While flipping through the channels after work yesterday I made my way over to VH-1 and found one of their new "I Love the 80s" programs. Seeing shows like that is quite frustrating. They are symptomatic of a very damaging sort of historicism, akin to the blind sight of the Enlightenment. Just as Enlightenment thinkers "dared to know" and attempted to shake off the shackles of old prejudice that they might see the world for what it really is (when in fact their actions were like a cataract that slowly develops till it chokes out all rays of light), these current attempts at understanding the past are doomed to fail. Shows like "I Love the 80s" give us two options for understanding the past: it is either a laughable blunder to be treated as a kitschy plaything and ultimately forgotten, and even rebelled against; or it is an iconic exemplar viewed through the dim light of romanticism, a "classic" to be forever reproduced.

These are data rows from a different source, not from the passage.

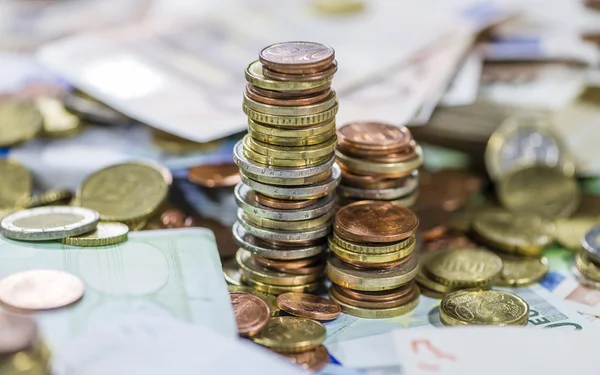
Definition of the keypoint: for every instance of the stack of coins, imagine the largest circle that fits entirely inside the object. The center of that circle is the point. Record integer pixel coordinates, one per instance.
(379, 162)
(287, 168)
(371, 267)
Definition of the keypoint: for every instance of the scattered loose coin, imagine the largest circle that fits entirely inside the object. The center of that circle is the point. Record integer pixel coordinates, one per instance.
(252, 314)
(49, 223)
(308, 306)
(40, 289)
(483, 307)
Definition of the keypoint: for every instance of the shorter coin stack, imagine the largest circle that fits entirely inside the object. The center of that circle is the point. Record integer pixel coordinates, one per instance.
(371, 267)
(287, 168)
(379, 162)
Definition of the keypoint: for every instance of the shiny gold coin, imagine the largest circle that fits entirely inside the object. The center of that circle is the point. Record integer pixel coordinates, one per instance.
(483, 307)
(539, 190)
(520, 271)
(286, 334)
(15, 184)
(370, 279)
(464, 267)
(19, 122)
(125, 192)
(524, 233)
(106, 233)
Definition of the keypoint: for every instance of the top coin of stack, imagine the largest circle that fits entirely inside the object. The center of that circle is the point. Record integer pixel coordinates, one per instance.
(379, 162)
(287, 167)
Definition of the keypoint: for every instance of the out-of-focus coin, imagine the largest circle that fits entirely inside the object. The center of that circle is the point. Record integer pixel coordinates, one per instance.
(15, 184)
(49, 223)
(106, 233)
(19, 121)
(40, 289)
(308, 306)
(252, 314)
(291, 334)
(521, 271)
(215, 175)
(483, 307)
(125, 192)
(371, 221)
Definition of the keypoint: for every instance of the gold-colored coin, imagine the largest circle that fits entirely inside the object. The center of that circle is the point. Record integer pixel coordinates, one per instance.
(464, 267)
(126, 192)
(254, 76)
(483, 307)
(518, 271)
(106, 233)
(299, 152)
(15, 184)
(19, 122)
(291, 121)
(539, 190)
(569, 232)
(524, 234)
(286, 334)
(351, 277)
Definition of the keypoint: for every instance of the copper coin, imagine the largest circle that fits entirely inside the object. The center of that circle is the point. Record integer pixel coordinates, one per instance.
(312, 360)
(215, 175)
(308, 306)
(17, 333)
(375, 135)
(252, 314)
(373, 221)
(282, 204)
(288, 102)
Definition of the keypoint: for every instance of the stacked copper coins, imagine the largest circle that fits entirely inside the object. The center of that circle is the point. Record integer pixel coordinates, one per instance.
(379, 162)
(287, 166)
(372, 267)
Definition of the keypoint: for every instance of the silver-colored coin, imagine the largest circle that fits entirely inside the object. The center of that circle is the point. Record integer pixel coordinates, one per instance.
(267, 250)
(252, 167)
(297, 192)
(286, 236)
(591, 243)
(49, 223)
(246, 201)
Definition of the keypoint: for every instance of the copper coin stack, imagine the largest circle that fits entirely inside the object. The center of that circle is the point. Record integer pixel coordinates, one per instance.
(379, 162)
(287, 167)
(372, 267)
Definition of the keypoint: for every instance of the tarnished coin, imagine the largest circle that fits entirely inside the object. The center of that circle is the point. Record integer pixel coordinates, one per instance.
(372, 221)
(483, 307)
(286, 334)
(49, 223)
(15, 184)
(252, 314)
(518, 271)
(40, 289)
(106, 233)
(308, 306)
(125, 192)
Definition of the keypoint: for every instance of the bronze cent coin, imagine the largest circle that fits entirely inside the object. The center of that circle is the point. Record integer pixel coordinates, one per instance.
(215, 175)
(252, 314)
(308, 306)
(373, 221)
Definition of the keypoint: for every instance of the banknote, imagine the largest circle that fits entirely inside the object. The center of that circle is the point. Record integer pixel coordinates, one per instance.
(171, 273)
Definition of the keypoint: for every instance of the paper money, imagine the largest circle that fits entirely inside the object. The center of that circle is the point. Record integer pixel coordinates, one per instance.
(172, 273)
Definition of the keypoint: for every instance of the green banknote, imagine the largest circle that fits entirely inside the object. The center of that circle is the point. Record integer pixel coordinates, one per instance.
(173, 274)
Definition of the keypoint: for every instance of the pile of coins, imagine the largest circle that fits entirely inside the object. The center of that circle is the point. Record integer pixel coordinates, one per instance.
(287, 168)
(371, 267)
(378, 162)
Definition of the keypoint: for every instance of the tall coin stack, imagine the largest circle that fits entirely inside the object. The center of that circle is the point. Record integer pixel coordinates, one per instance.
(379, 162)
(372, 267)
(286, 197)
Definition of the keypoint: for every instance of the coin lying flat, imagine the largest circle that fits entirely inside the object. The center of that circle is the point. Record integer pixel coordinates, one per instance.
(40, 289)
(49, 223)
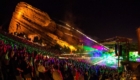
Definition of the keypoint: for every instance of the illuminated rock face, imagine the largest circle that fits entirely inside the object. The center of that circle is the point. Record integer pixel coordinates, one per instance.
(30, 20)
(34, 22)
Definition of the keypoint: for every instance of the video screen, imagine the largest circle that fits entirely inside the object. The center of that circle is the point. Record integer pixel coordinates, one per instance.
(134, 56)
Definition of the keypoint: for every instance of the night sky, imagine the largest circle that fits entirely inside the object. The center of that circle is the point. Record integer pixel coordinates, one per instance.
(99, 19)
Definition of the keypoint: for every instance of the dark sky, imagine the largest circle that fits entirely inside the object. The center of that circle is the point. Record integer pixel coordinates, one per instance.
(96, 18)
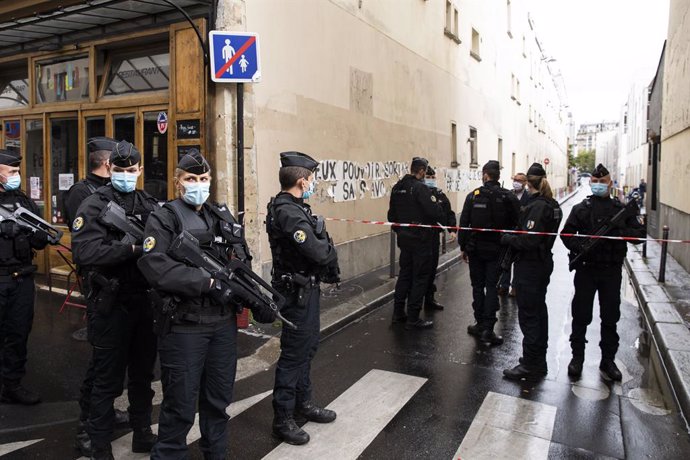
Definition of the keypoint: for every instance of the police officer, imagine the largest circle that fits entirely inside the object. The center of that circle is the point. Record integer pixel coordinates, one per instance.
(533, 267)
(520, 191)
(412, 202)
(17, 290)
(118, 310)
(448, 220)
(303, 256)
(198, 354)
(99, 175)
(600, 271)
(489, 206)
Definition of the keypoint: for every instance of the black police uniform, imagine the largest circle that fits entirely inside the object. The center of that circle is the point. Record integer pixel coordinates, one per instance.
(119, 315)
(599, 272)
(303, 257)
(489, 206)
(198, 354)
(17, 291)
(412, 202)
(533, 268)
(448, 220)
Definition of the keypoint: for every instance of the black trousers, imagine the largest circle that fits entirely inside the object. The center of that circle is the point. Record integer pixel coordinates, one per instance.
(297, 349)
(16, 318)
(196, 366)
(484, 277)
(123, 342)
(435, 254)
(413, 280)
(531, 280)
(607, 282)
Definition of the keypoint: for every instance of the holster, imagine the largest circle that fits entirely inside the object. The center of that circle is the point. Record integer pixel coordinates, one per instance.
(164, 312)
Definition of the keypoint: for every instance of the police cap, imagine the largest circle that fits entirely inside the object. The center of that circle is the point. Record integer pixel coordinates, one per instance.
(492, 166)
(10, 158)
(419, 162)
(101, 143)
(298, 159)
(600, 171)
(193, 162)
(124, 155)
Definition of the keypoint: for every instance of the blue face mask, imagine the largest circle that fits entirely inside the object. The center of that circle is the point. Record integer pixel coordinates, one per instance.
(601, 190)
(310, 191)
(13, 182)
(196, 194)
(124, 182)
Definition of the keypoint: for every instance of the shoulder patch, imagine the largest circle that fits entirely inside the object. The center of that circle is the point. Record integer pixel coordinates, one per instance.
(300, 236)
(77, 224)
(149, 243)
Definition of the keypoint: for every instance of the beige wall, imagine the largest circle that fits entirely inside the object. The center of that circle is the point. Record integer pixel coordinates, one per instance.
(675, 164)
(383, 83)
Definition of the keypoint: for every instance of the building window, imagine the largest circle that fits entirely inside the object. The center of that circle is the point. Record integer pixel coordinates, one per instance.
(476, 40)
(452, 28)
(473, 147)
(62, 79)
(453, 145)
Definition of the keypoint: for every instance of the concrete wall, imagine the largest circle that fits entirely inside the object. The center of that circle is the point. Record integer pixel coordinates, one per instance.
(380, 81)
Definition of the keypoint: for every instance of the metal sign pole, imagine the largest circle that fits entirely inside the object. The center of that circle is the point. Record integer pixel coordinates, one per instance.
(240, 152)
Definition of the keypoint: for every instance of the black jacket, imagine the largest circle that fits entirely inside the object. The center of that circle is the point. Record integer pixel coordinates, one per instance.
(586, 217)
(16, 242)
(297, 246)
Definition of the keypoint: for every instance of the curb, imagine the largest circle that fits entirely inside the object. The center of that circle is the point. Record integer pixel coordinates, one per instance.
(670, 335)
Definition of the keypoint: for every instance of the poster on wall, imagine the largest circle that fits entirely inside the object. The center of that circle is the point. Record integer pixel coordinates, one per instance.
(65, 181)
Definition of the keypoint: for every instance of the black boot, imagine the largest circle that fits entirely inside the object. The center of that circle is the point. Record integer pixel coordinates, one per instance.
(82, 442)
(102, 453)
(488, 336)
(121, 418)
(610, 371)
(17, 394)
(313, 413)
(285, 429)
(575, 366)
(143, 440)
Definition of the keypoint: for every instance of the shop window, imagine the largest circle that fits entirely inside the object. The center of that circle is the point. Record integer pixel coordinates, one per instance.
(64, 159)
(34, 163)
(62, 79)
(139, 73)
(14, 93)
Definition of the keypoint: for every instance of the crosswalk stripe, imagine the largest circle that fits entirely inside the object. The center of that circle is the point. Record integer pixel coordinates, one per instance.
(11, 447)
(507, 427)
(122, 446)
(379, 393)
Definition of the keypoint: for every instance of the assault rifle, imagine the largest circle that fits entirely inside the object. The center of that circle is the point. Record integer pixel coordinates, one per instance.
(630, 209)
(25, 218)
(115, 217)
(243, 282)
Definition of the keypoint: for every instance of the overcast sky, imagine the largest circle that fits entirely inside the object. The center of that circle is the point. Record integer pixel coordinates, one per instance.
(602, 48)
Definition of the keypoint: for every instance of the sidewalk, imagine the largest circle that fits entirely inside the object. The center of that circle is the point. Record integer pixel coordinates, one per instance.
(666, 307)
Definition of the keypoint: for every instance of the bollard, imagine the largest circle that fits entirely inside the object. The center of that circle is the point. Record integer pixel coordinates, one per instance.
(662, 262)
(392, 256)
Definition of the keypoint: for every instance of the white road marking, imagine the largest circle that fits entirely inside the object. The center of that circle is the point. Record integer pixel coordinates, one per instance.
(507, 427)
(380, 394)
(11, 447)
(122, 446)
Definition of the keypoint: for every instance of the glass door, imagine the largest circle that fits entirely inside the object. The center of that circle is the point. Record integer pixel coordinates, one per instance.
(64, 162)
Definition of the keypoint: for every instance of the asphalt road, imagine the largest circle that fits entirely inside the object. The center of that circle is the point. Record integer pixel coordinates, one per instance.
(439, 394)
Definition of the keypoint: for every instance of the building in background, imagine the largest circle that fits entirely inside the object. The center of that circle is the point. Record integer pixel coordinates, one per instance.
(674, 165)
(363, 86)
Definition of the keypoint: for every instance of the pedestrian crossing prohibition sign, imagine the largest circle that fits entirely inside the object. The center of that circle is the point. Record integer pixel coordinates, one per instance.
(234, 57)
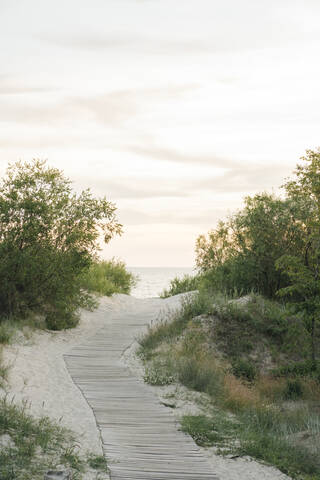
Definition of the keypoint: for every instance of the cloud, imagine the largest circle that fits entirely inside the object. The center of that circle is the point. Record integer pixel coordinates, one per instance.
(9, 85)
(136, 217)
(132, 188)
(246, 179)
(147, 44)
(171, 155)
(112, 108)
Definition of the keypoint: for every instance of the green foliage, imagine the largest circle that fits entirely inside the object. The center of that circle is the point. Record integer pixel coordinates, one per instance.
(302, 267)
(159, 372)
(36, 445)
(98, 462)
(178, 285)
(48, 238)
(199, 375)
(204, 430)
(108, 277)
(243, 368)
(171, 326)
(293, 390)
(241, 252)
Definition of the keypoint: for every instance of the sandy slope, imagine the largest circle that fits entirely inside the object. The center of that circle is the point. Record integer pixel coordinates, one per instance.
(39, 376)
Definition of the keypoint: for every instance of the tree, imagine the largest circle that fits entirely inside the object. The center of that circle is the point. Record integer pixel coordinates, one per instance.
(303, 268)
(48, 237)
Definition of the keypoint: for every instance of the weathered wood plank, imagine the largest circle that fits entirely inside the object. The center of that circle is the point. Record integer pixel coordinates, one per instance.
(140, 437)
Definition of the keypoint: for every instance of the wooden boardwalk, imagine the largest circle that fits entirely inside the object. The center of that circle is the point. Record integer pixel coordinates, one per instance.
(140, 437)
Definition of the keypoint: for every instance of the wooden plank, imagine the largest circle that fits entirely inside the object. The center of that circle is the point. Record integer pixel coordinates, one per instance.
(140, 437)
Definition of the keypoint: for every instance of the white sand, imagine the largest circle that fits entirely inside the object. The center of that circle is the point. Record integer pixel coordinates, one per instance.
(39, 376)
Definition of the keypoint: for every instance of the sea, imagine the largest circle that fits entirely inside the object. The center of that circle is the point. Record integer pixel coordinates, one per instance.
(153, 280)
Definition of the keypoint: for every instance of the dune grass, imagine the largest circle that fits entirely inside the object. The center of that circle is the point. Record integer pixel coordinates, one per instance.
(108, 277)
(29, 447)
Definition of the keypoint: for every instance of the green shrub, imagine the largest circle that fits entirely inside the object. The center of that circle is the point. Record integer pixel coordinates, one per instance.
(108, 277)
(49, 237)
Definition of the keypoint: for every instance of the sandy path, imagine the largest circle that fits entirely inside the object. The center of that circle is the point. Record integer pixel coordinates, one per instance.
(39, 376)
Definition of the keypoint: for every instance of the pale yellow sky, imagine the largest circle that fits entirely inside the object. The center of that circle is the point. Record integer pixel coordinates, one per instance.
(175, 110)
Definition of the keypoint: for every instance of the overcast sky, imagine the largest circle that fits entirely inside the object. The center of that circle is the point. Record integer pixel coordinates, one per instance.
(173, 109)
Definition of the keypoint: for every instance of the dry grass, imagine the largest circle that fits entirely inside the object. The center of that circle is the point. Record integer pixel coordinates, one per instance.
(239, 396)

For the sake of grounding myself in examples while sticking to the VH-1 theme, I'll stick to music. A favorite example of forgettable musical is 80s hair metal. That label of forgettableness proved destructive; its label as a fad only prompted later fads. Hair metal prompted the flannel and whininess that was grunge and Generation X. Of course that all proved short lived, fashion- and music-wise.
On the flip-side there's this annoying recent 70s wave of music (the White Stripes and the Vines and other stuff I can't stand). It's so dreadfully imitative.
It is this lack of understanding of history as a continuum and our own times and selves and points sliding along the line that is behind our poor treatment of the elderly and other such inter-generational problems.
I'm presently finishing up the Hobbit and the Lord of the Rings trilogy and will soon move to Gadamer's Truth and Method. The Old Oligarch sent me a few chapters last summer which I read and enjoyed, but now feel like tackling the whole thing.
So when am I going to make time to study for the LSATs?